Nicht einmal zehn Jahre nach der Abteilungsgründung gewannen die Bayern 1954 und 1955 die Deutsche Meisterschaft. Daran wollte Willi O. Hoffmann in den 60er Jahren anknüpfen. „Wir hatten eine gute Mannschaft. Dieter Schneider, JJ Johnson, ‚Gigs‘ Krüger . . . “, zählt Schulz auf. 1966 erreichten die Bayern das Halbfinale und gehörten anschließend zu den Gründungsmitgliedern der Bundesliga. 1968 wurden sie Pokalsieger.
Dass die Bayern-Basketballer großen Sport bieten, sprach sich auch bei den Fußballern herum. Untern den 800 Zuschauern in der Sporthalle an der Säbener Straße saßen oft Franz Beckenbauer, Gerd Müller oder Werner Olk. „Die haben uns auch mal zum Essen eingeladen. Das war wunderschön“, erzählt Schulz. „Das fände ich heute auch mal nicht schlecht“, meint Zipser.
1961/62 spielte Schulz für Estudiantes Madrid, als erster deutscher Basketballer in der spanischen Liga. Heute genießt er auf der Tribüne die Atmosphäre im Audi Dome, wenn Corona es nicht gerade verhindert. „Solche Spiele wie hier kannten wir früher nur von der NBA aus dem Fernsehen“, erzählt er. Doch der Weg dorthin war für den FC Bayern steinig. Nach Schulz’ Karriereende 1969 wurde es langsam still um die roten Riesen. In den 70er Jahren stiegen sie sogar bis in die drittklassige Regionalliga ab.

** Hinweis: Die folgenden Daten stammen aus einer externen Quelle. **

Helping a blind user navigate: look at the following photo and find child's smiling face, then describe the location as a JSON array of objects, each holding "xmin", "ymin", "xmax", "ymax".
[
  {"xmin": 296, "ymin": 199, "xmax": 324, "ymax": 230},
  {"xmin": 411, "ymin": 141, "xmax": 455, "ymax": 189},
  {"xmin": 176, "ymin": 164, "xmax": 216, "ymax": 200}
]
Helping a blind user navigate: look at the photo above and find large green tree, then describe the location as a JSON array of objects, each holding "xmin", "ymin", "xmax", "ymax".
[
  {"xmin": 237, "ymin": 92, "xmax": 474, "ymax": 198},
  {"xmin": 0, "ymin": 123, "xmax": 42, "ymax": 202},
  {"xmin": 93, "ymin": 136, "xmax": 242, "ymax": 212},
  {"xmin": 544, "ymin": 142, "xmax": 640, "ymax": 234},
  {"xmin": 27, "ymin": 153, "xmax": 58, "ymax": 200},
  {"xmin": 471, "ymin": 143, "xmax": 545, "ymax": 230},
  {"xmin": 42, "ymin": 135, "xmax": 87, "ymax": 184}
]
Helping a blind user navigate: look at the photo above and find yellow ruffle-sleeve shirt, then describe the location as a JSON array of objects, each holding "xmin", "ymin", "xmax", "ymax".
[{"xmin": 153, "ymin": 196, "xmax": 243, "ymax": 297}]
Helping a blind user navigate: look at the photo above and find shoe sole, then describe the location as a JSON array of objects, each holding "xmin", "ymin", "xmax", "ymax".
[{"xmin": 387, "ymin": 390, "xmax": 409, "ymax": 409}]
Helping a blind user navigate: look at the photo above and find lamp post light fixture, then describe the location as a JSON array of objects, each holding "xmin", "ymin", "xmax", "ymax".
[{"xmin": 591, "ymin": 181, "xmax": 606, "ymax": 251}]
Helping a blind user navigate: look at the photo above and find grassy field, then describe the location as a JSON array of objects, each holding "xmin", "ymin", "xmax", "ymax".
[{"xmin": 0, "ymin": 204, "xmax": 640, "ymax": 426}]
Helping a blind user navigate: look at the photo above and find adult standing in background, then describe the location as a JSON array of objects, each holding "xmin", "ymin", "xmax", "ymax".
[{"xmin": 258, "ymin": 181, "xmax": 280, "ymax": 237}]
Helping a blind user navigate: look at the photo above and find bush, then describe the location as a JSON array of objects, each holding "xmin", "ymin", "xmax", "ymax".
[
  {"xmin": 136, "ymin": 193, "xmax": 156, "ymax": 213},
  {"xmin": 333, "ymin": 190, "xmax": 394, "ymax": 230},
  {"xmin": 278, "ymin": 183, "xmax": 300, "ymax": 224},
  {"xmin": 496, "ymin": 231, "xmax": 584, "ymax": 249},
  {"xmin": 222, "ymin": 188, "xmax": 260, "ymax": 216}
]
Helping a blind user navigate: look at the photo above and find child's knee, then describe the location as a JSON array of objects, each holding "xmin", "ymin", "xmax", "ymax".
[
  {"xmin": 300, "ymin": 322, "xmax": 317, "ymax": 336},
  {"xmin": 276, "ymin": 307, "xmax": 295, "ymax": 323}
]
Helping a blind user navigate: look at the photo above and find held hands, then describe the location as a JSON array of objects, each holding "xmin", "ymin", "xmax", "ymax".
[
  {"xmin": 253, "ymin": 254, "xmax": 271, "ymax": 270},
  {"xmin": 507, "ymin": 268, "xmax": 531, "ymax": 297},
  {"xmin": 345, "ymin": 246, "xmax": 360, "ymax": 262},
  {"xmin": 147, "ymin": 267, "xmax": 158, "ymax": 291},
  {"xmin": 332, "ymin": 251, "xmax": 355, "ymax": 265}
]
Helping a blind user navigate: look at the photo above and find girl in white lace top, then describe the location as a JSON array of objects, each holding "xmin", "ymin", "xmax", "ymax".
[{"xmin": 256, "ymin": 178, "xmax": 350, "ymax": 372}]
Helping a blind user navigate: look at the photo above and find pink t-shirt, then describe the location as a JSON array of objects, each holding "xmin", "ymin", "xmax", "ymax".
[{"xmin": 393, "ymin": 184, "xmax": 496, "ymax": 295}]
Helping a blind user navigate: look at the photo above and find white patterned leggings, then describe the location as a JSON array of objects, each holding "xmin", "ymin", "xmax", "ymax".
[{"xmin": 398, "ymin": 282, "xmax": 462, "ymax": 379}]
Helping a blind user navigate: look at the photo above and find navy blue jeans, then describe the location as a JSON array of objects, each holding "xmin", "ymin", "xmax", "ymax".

20 Jahre zwischen zweiter und dritter Liga
Erst Willi O. Hoffmann, inzwischen Präsident, beflügelte den Basketball wieder – indem er ein zweites Mal bei Schulz anklopfte und ihn Anfang der 80er Jahre als Abteilungsleiter reaktivierte. „Er hat mich gefragt, ob ich die Basketballer zurück in die erste Liga bringen würde. Ich habe gesagt: ‚Ja. Dauert vier, fünf Jahre und kostet was.‘ Er meinte: ‚Das macht nichts.‘ Und 1987 waren wir wieder in der Bundesliga.“ Der Erfolg währte aber nur kurz. Mit Hoffmanns Amtsende begannen erneut unstete Zeiten bei den Basketballern, die rund 20 Jahre lang zwischen zweiter und dritter Liga pendelten. Erst eine Mitgliederbefragung katapultierte die Abteilung wieder ganz nach oben. Angetrieben von Präsident Uli Hoeneß wurde ein Team aufgebaut, das 2011 die Rückkehr in die Bundesliga realisierte.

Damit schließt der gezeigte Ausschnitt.